As the most recognized autoimmune disorder to affect the neuromuscular junction by worldwide incidence, it is estimated that between 0.3 and 2.8 per 100,000 new cases of MG are reported each year [5]. Of those newly diagnosed, women are affected twice as often as men, with a mean bimodal distribution of initial symptom onset earliest in the second to third decade of life and later in the sixth to eighth decade of life, with the latter including the mean age of onset in men [6,7]. As initial symptoms are often non-specific early in the disease course, generally encompassing fluctuating skeletal muscle weakness notability in the evening or after exertion, early detection becomes of paramount importance, especially in the elderly population [8]. Despite the relatively common and benign initial symptoms, it is estimated that one-fifth of patients may also present with myasthenic crisis, 76% of which report only generalized weakness as their inciting symptom [9,10]. The most common precipitating cause is attributed to infection, with other risk factors including surgical intervention, macrolide and fluoroquinolone antibiotics, and certain cardiac medications [11,12]. During these acute exacerbations, involvement of inspiratory and expiratory musculature leads to respiratory decline with potential need for intubation and supplemental oxygen. Involvement of initially the intercostal and accessory muscles leads to reduced expiratory capacity with subsequent diaphragmatic involvement leading to eventual cessation in inspiratory function [13].

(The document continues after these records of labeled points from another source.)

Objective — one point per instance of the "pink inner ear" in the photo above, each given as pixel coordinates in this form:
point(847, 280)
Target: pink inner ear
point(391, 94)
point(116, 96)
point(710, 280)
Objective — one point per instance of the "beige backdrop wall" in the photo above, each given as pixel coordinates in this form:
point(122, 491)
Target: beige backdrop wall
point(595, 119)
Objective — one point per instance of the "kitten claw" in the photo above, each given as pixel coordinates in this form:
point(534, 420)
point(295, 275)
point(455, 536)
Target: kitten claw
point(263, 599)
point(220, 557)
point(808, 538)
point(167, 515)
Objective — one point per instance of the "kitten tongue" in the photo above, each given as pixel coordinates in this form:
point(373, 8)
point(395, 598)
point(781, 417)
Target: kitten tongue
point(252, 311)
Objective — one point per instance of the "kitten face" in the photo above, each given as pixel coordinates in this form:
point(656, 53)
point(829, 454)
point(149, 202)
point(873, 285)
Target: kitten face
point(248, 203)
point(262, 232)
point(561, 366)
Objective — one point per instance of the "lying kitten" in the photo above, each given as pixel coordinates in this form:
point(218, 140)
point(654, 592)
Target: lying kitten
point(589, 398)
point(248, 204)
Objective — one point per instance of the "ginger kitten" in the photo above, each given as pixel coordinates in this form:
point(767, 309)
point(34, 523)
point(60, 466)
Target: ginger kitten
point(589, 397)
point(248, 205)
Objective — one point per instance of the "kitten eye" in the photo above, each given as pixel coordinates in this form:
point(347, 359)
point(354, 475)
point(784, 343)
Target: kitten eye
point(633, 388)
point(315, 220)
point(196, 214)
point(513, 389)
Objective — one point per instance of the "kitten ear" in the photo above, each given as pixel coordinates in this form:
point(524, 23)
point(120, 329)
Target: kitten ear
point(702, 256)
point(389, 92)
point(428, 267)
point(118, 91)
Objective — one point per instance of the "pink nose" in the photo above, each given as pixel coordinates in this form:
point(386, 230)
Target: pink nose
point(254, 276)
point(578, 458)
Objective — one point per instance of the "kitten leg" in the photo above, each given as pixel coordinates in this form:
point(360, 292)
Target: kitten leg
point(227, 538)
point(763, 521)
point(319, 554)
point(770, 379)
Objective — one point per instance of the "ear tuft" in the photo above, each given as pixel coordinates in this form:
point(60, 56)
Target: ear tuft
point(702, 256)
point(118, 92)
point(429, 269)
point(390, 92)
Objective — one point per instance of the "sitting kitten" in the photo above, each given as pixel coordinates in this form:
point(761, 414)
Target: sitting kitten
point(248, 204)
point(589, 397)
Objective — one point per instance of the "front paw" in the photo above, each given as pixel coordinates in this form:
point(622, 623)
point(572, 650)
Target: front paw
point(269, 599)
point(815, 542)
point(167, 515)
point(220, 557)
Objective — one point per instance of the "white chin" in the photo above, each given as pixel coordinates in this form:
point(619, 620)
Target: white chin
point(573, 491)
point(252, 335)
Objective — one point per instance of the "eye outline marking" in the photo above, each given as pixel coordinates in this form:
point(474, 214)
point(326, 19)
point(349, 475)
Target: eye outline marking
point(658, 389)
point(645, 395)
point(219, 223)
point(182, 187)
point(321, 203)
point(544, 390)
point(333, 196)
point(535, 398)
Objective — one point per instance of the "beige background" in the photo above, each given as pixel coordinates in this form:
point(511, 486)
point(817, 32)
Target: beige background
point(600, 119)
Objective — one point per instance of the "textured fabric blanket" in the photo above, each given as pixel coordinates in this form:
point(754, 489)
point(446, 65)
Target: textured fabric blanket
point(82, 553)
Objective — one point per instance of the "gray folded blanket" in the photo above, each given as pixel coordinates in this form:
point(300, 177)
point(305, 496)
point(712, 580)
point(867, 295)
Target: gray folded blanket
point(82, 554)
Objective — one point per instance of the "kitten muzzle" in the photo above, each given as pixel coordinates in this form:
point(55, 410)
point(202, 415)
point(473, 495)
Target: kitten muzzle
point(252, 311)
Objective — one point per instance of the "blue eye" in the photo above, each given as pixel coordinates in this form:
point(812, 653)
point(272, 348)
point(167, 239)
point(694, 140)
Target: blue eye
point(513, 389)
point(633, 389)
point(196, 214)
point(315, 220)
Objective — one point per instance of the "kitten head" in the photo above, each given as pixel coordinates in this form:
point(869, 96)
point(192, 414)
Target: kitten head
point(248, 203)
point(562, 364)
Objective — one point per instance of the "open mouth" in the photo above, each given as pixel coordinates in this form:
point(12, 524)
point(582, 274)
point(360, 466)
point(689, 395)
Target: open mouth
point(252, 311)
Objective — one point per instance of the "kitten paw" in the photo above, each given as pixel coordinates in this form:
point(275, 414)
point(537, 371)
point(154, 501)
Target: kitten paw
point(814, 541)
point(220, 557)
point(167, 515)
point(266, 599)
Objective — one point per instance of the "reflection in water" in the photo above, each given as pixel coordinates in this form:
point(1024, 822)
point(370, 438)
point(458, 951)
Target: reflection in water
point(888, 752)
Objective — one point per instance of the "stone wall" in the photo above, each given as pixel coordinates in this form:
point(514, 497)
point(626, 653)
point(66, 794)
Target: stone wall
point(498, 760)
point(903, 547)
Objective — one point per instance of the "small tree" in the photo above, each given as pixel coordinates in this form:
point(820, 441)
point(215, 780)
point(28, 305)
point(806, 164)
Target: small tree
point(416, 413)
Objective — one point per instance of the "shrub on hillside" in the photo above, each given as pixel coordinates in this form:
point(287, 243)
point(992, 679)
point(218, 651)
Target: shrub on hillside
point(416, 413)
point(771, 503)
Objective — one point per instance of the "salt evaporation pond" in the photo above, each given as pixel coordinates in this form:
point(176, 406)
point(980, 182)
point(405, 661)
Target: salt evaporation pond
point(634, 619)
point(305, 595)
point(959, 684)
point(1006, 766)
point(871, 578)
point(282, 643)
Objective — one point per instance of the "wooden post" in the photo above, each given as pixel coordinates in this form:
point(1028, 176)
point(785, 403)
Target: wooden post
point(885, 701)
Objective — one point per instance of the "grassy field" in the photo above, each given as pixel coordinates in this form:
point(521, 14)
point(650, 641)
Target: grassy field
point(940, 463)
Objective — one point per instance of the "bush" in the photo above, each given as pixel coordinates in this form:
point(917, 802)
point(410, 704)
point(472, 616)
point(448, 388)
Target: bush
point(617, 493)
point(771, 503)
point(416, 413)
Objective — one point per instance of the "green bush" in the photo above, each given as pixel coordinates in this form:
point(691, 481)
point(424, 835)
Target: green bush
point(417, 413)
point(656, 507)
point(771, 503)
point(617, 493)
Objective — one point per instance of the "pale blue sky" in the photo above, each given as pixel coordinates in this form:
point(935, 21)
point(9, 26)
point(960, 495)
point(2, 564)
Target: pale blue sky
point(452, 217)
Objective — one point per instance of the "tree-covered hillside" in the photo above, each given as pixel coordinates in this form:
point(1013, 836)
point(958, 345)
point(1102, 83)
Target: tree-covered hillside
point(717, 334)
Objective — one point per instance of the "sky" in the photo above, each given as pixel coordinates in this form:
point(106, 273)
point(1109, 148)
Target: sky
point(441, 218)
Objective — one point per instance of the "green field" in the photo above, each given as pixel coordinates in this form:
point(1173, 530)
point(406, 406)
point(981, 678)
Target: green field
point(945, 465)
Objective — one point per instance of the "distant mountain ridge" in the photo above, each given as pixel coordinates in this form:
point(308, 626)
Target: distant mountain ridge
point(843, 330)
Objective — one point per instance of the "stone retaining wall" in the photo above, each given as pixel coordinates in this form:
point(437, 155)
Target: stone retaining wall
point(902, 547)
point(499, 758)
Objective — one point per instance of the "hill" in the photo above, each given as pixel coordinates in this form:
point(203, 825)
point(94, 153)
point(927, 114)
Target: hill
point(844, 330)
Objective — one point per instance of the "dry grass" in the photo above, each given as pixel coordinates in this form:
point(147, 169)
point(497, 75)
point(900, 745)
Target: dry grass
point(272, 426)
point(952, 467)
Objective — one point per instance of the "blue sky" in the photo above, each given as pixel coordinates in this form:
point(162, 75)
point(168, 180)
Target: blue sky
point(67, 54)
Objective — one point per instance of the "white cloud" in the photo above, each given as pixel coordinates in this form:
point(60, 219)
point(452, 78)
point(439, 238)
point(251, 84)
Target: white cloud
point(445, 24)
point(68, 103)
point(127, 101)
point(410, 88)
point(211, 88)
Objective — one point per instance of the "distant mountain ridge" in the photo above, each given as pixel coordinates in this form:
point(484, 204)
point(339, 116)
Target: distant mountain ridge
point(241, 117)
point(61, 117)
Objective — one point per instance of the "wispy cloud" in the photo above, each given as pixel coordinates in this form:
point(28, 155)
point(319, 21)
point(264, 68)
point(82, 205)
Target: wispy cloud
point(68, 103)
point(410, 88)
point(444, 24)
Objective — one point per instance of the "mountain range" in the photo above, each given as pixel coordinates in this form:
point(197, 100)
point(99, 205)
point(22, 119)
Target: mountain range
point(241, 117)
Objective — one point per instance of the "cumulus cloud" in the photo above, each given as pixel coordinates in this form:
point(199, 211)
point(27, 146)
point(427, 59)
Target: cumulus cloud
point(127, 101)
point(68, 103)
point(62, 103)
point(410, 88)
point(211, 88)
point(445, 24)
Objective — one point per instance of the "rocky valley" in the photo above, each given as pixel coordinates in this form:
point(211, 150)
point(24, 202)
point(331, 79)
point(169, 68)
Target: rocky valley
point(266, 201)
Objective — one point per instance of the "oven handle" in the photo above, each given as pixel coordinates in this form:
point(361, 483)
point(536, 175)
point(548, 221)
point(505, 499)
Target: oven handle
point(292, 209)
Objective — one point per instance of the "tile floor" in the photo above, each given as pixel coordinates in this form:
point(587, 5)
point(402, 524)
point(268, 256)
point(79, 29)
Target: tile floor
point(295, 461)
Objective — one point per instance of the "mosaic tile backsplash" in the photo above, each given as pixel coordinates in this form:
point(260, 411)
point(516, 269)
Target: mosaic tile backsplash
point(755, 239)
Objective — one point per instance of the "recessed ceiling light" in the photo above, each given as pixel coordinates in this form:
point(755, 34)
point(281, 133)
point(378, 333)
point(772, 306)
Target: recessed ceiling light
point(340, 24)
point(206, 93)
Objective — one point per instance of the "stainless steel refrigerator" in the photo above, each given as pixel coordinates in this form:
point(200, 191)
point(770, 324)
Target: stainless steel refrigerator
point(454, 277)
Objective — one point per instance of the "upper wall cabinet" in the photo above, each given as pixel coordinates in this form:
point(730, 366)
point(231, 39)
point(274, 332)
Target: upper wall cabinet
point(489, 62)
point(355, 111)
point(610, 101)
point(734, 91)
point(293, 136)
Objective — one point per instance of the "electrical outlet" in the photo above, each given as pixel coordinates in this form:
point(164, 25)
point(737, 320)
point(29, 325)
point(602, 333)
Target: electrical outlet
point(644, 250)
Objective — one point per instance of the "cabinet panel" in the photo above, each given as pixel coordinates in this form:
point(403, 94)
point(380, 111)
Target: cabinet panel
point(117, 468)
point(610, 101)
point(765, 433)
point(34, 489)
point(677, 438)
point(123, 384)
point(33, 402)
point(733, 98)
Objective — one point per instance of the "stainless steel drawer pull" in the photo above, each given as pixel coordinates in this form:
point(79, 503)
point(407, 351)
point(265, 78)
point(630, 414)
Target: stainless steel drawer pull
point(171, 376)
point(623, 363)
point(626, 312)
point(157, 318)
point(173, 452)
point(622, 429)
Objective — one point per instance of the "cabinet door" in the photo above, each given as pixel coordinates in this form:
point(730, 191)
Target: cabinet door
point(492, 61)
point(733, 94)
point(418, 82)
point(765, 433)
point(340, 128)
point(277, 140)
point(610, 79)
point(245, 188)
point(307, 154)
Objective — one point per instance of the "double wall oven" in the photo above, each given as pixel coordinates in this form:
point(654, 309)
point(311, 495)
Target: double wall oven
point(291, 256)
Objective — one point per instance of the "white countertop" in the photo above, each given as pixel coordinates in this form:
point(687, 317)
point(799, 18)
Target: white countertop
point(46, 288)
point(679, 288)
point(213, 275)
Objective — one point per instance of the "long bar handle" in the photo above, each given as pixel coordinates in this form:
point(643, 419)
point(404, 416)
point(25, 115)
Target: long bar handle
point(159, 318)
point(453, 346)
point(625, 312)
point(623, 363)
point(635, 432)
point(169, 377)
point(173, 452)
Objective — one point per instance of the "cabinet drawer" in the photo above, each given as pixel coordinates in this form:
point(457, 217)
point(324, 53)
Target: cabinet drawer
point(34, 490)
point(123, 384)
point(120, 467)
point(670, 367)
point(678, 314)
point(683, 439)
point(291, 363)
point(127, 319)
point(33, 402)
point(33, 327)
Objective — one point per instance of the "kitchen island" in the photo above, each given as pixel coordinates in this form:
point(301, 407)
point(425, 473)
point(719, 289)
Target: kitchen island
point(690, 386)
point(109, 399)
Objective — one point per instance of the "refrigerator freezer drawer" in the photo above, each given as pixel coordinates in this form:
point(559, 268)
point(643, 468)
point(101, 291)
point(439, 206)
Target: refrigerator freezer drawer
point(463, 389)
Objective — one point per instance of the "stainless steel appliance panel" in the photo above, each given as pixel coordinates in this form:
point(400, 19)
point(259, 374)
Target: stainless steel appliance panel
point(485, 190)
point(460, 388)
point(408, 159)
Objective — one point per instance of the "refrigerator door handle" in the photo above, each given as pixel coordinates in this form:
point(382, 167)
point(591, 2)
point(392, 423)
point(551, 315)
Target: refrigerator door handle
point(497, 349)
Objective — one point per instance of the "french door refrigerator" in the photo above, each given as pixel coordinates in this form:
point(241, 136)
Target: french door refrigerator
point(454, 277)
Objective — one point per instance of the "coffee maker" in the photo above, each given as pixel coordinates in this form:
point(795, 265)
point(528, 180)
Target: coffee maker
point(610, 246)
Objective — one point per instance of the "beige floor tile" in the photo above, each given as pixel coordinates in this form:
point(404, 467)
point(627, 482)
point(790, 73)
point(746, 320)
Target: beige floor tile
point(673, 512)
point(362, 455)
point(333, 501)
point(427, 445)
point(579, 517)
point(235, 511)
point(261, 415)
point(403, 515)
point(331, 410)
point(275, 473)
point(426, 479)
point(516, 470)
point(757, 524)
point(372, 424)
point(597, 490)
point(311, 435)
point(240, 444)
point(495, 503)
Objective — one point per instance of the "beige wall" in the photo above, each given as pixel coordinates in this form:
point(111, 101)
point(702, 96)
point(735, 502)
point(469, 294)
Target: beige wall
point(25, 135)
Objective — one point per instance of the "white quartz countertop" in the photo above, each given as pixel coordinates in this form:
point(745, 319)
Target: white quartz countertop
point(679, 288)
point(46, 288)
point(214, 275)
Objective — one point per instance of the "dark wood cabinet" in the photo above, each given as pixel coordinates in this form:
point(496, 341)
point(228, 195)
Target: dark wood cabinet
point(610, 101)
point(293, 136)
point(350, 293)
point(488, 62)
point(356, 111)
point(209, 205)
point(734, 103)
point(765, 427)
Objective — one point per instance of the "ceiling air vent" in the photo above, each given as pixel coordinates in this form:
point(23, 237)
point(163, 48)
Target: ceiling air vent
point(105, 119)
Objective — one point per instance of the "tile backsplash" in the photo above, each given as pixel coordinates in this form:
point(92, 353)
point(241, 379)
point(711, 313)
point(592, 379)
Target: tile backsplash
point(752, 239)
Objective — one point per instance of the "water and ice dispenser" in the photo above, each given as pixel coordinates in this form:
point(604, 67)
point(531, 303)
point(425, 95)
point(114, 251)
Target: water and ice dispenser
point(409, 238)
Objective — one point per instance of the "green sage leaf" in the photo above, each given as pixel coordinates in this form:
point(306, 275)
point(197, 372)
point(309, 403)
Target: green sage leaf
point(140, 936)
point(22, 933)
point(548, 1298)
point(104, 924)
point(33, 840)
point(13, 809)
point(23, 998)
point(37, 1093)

Assessment of inspiratory function is conducted by measuring VC and NIF, with some studies showing that VC alone does not provide an adequate assessment of inspiratory status for predicting impeding respiratory collapse [13,14]. VC is used for inspiratory assessment but not in isolation, as it tests the mechanical functionality and strength during both respiratory phases. Maximal expiratory pressure should be used to assess expiratory function and becomes an important prognostic tool as it predicts the ability to clear the lungs, preventing possible infection [15]. Thus, myasthenic crisis is defined as a VC of less than 1L, an NIF of less than -30 cm H2O, or a maximal expiratory pressure of less than 40 cm H2O [16,17]. These values should be assessed within the clinical context and collectively as neither one alone provides a high predictive value. Close monitor of respiratory function and oxygenation is crucial as 66% to 90% of patients develop life-threatening respiratory failure requiring intubation [18]. Respiratory support is required when the VC drops below 20 mL/kg and/or maximal inspiratory pressure is less than -30 cm H2O. Additional management involves the rapid elimination of autoantibodies through plasma exchange and IVIg with adjuvant immunosuppressive therapy. Comparison between the two primary treatments has been limited, but one study has shown that the use of plasma exchange leads to quicker resolution of symptoms than IVIg but with extended use showed no significant difference [19]. Addition of immunosuppressive therapy is aimed at providing longer term protection once initial treatment wears off. Effects of immunosuppressives generally take two to three weeks [20].

Conclusions

This study presented a case of a patient who experienced an exacerbation of MG that eventually progressed to myasthenic crisis. Despite maintaining consistently normal NIF and VC, the patient required admission to the ICU and supplemental high-flow oxygen. Completion of IVIg treatment led to the patient clinically improving. This highlights the idea that the measurements of NIF and VC have limitations in their respective prognostic and diagnostic value. Additionally, this study emphasizes the importance of clinical context as it pertains to monitoring respiratory status in patients with respiratory distress secondary to MG or myasthenic crisis.